Jim Fall Interview

So, it's been seven years since we last spoke. One thing that I've been curious about is that Trick still seems, when I think of all the gay DVDs I don't put on eBay after owning them for a few months because I know I'm not going to watch them again, there's an enduring quality to it. Obviously, you're a bit biased, but do you have any insight into that?

I don't know. I'd like to think it's because I think we kind of came at the end of a wave of gay films in a way, even independent film was changing in New York City by the late 90s and early 2000, stuff started shifting... you know, I think it's just the conception of the movie, Trick, was coming from more of a human point of view and not necessarily a specifically gay point of view. I think it's really just about two people really unconsciously looking for intimacy and love, and that's kind of a universal theme. One of the reasons I wanted to make the movie was that it wasn't so specifically gay.

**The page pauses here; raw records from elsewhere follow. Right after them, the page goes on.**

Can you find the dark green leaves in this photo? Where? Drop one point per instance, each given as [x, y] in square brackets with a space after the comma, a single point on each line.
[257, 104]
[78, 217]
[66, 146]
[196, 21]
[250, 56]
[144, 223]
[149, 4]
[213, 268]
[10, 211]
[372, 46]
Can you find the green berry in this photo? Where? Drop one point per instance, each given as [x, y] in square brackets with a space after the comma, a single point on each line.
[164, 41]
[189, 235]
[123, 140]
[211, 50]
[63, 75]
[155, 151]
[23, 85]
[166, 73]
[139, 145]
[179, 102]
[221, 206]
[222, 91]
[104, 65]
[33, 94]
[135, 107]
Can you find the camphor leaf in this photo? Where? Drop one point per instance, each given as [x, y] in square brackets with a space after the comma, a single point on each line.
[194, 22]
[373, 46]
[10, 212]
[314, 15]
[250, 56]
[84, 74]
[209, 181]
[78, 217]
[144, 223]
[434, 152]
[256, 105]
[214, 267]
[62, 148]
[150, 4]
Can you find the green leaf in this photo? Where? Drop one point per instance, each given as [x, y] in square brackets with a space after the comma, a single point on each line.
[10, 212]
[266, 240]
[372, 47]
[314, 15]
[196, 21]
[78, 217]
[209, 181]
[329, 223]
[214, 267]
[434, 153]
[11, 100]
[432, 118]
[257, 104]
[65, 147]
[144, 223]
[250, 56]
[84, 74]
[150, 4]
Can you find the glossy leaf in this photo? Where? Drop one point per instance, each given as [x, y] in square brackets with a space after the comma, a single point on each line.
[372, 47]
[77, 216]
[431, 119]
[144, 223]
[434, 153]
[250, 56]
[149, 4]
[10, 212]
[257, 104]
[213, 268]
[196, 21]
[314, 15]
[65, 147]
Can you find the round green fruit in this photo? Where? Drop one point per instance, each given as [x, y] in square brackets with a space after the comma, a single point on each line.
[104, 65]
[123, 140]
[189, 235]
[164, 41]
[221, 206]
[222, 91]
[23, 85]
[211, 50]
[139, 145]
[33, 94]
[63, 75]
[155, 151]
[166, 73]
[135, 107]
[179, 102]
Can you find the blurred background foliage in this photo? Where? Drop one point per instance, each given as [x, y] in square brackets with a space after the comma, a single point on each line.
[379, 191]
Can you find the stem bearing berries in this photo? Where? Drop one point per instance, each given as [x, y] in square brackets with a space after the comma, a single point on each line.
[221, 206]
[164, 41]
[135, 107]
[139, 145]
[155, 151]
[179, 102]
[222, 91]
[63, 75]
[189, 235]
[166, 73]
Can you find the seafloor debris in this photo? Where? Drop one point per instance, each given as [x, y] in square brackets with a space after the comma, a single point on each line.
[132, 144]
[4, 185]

It wasn't about coming out. It wasn't about HIV. It was about human issues of just being yourself, finding intimacy and finding love. So, I don't know, I'd like to think it's on some level that we stumbled on a kind of classic little story that has endured, and we're very proud of it. LOGO plays it every other month, so it's really nice. If someone had told me that seven years ago, I never would have thought...

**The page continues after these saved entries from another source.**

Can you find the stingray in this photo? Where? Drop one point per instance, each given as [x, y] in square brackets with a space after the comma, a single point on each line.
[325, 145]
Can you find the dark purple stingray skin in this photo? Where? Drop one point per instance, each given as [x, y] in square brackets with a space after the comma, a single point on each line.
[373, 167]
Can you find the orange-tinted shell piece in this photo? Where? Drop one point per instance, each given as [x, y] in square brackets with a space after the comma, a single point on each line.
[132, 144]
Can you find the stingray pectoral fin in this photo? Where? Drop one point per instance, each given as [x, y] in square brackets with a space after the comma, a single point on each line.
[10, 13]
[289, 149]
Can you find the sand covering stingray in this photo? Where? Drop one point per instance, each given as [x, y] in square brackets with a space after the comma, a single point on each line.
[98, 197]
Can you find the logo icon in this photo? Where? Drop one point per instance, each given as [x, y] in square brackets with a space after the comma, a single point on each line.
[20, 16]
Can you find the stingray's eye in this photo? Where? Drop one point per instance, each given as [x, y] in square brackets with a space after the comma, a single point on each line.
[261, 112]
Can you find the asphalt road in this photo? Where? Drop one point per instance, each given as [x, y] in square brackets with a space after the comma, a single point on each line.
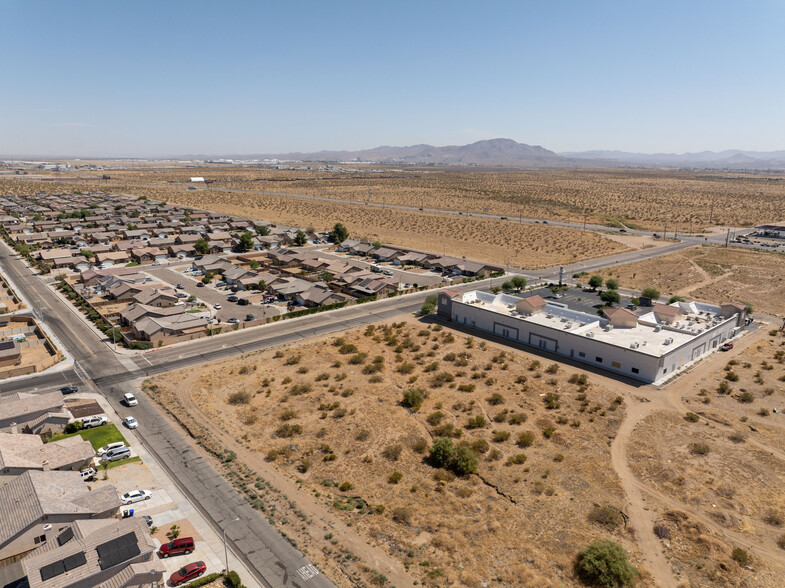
[264, 550]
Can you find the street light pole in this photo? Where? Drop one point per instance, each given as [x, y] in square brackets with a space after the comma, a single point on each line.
[226, 549]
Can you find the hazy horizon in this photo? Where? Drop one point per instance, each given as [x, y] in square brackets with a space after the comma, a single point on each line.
[161, 80]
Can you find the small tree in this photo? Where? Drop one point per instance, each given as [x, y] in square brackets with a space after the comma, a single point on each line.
[339, 233]
[651, 293]
[202, 246]
[519, 282]
[610, 297]
[246, 242]
[442, 452]
[604, 563]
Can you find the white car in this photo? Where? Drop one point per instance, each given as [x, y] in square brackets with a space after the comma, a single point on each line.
[136, 496]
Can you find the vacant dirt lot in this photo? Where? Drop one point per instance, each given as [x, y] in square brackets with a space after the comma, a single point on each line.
[713, 274]
[646, 198]
[332, 416]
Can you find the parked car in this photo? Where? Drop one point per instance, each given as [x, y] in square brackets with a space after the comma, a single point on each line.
[136, 496]
[116, 454]
[88, 474]
[189, 572]
[181, 546]
[94, 421]
[116, 445]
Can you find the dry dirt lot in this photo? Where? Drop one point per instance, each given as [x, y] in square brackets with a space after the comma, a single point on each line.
[645, 198]
[713, 274]
[319, 433]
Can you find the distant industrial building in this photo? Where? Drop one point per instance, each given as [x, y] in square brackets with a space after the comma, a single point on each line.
[649, 347]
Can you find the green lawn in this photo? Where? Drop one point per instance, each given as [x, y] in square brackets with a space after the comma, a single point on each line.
[97, 436]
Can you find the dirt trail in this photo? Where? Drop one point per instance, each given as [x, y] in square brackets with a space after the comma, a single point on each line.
[372, 556]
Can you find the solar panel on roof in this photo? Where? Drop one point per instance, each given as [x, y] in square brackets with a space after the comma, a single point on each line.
[52, 570]
[65, 536]
[74, 561]
[117, 550]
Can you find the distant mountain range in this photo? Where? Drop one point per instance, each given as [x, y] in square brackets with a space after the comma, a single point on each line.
[509, 153]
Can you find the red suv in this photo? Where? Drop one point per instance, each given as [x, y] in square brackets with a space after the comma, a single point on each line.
[177, 547]
[188, 572]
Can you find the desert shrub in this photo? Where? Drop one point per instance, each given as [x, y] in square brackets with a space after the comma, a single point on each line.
[604, 563]
[517, 418]
[605, 515]
[403, 515]
[525, 439]
[495, 399]
[662, 532]
[699, 449]
[419, 445]
[517, 459]
[288, 430]
[442, 452]
[476, 422]
[741, 557]
[465, 462]
[392, 452]
[774, 517]
[480, 446]
[239, 397]
[413, 399]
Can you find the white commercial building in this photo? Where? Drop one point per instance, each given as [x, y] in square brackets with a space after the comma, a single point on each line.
[649, 347]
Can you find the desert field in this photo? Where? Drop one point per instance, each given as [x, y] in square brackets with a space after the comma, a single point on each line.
[687, 201]
[713, 274]
[332, 440]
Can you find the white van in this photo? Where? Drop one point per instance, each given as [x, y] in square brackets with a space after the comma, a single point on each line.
[105, 448]
[115, 454]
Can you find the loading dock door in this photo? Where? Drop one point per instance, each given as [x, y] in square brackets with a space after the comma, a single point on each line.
[543, 342]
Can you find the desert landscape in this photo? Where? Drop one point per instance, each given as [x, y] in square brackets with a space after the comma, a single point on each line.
[713, 274]
[350, 422]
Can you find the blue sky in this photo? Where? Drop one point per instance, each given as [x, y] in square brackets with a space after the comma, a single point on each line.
[159, 78]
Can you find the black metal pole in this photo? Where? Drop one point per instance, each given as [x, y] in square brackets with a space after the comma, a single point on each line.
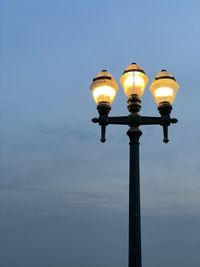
[134, 258]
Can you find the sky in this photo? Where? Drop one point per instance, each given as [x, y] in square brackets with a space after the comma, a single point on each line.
[63, 194]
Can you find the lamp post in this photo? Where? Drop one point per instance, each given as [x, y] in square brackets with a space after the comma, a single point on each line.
[134, 80]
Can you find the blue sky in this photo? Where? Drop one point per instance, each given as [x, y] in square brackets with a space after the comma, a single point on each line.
[63, 194]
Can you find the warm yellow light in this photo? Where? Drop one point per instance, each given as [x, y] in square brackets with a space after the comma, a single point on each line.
[164, 87]
[134, 81]
[104, 93]
[104, 87]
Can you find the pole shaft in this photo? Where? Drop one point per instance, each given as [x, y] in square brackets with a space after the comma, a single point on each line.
[135, 258]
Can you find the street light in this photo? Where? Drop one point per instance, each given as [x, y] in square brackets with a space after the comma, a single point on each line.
[134, 80]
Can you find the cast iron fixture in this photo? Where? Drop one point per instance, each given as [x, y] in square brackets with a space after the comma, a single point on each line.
[134, 80]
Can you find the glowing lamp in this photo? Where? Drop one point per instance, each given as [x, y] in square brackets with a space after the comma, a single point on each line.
[134, 81]
[164, 88]
[104, 88]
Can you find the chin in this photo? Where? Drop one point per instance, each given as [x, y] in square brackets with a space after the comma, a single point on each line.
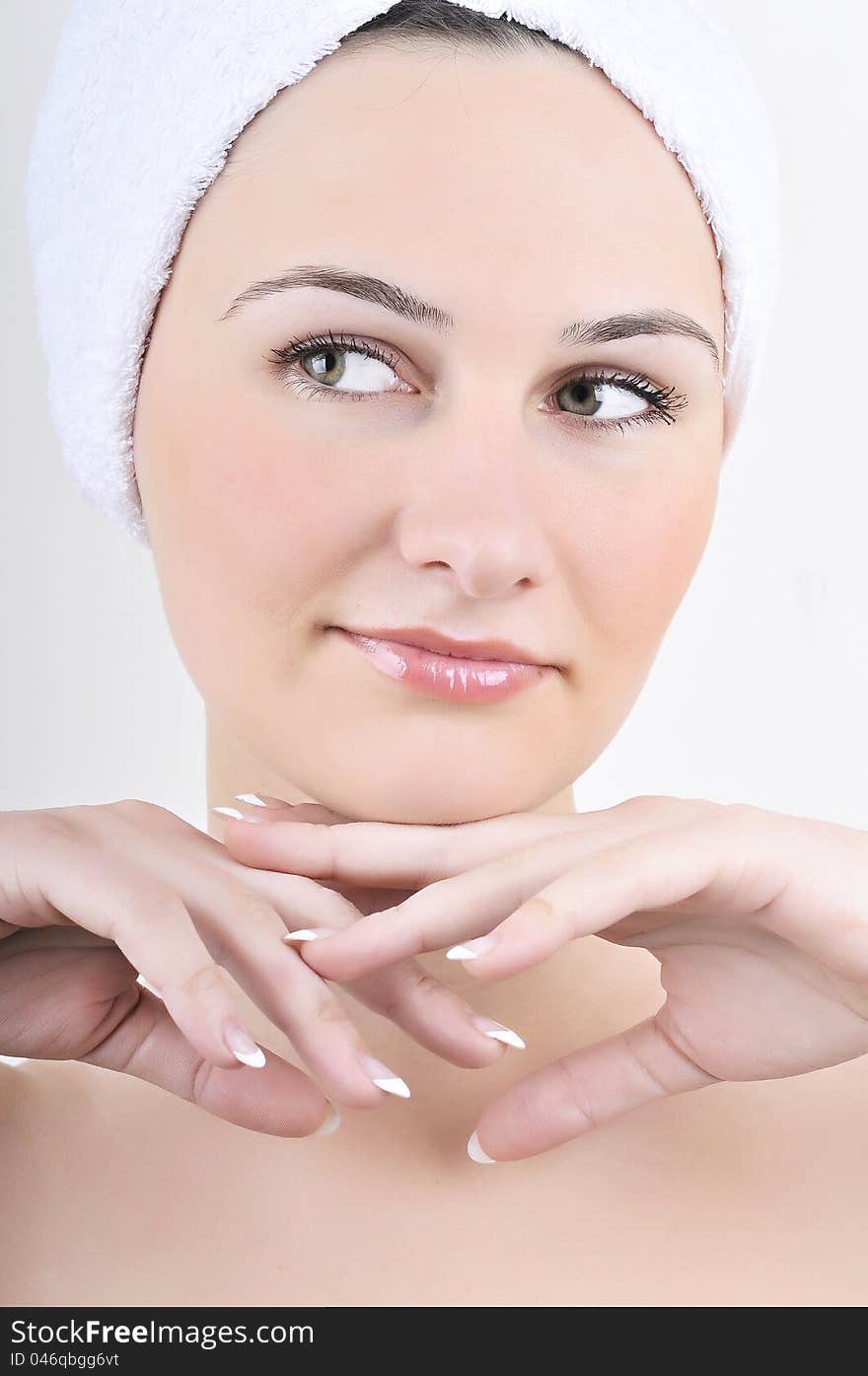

Yeah, and I always think my bias with the movie is just that New York City, even though you shot it after you had left or at the end of your run there, the movie is seen through the eyes of someone really in love with New York and all the little poetry that exists there.

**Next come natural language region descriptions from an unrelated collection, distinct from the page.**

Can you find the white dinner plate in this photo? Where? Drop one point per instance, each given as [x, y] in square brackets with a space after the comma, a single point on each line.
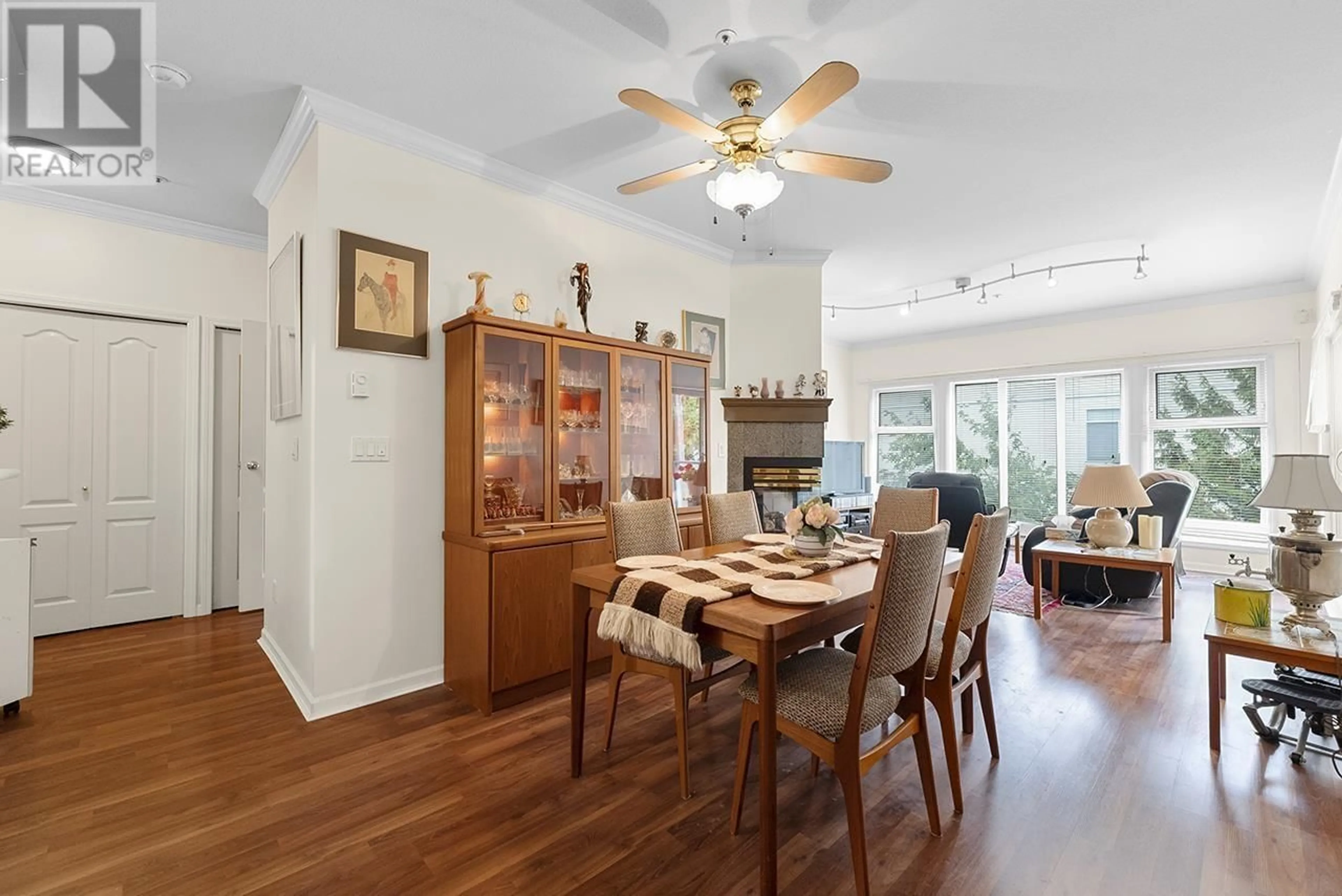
[795, 593]
[649, 561]
[767, 538]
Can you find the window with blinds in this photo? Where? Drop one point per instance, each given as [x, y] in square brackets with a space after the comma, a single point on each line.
[977, 436]
[1032, 449]
[1211, 422]
[905, 440]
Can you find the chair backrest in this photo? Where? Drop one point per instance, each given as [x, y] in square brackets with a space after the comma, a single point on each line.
[728, 518]
[898, 624]
[904, 510]
[1171, 501]
[642, 527]
[977, 580]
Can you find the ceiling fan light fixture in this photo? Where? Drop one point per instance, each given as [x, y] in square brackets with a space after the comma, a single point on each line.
[744, 191]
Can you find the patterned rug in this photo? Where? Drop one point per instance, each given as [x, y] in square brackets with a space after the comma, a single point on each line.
[1018, 596]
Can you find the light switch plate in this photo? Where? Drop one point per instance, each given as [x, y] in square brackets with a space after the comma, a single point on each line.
[359, 384]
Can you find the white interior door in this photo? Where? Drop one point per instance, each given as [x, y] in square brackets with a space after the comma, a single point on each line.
[252, 438]
[226, 470]
[46, 384]
[139, 478]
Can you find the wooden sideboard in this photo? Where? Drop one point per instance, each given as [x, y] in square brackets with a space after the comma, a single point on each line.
[543, 427]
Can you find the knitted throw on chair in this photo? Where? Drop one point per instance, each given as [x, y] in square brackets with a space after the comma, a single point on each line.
[658, 611]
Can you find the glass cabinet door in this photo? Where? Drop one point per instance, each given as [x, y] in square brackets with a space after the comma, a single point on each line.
[639, 428]
[583, 431]
[513, 430]
[689, 434]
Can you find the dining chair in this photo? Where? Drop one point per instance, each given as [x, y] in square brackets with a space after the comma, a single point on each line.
[904, 510]
[964, 639]
[829, 698]
[651, 527]
[729, 518]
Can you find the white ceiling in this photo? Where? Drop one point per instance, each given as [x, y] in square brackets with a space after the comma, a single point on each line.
[1037, 131]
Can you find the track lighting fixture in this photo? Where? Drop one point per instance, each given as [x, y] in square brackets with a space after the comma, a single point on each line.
[964, 285]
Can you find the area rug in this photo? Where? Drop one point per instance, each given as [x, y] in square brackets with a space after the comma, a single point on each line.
[1018, 596]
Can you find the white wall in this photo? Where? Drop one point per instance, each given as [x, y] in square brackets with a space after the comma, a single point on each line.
[1277, 328]
[775, 324]
[375, 568]
[77, 258]
[845, 414]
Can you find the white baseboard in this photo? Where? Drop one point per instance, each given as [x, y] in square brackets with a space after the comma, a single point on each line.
[375, 693]
[320, 707]
[288, 674]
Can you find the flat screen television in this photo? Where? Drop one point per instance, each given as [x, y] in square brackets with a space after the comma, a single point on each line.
[843, 471]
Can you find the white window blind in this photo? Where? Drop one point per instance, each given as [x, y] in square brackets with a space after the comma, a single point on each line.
[977, 435]
[1032, 449]
[1211, 422]
[905, 439]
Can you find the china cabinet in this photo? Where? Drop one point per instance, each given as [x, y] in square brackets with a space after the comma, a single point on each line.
[544, 427]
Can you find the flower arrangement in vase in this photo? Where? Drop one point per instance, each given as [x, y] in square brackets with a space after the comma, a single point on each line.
[813, 527]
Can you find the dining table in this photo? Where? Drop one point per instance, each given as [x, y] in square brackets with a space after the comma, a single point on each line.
[755, 631]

Very much so. I was in love with New York then. I'm probably not in love with New York now; I'm in love with California, because that's where I live. But I love New York and always loved movies that had a real feeling for the street and just... I don't know, there's just something indefinable about the space and the pace of the city and, you know, if you're just kind of true to it within the movie that subconsciously affects the movie in general. I think I have a pretty good bullshit meter, so I think that helps me in my direction.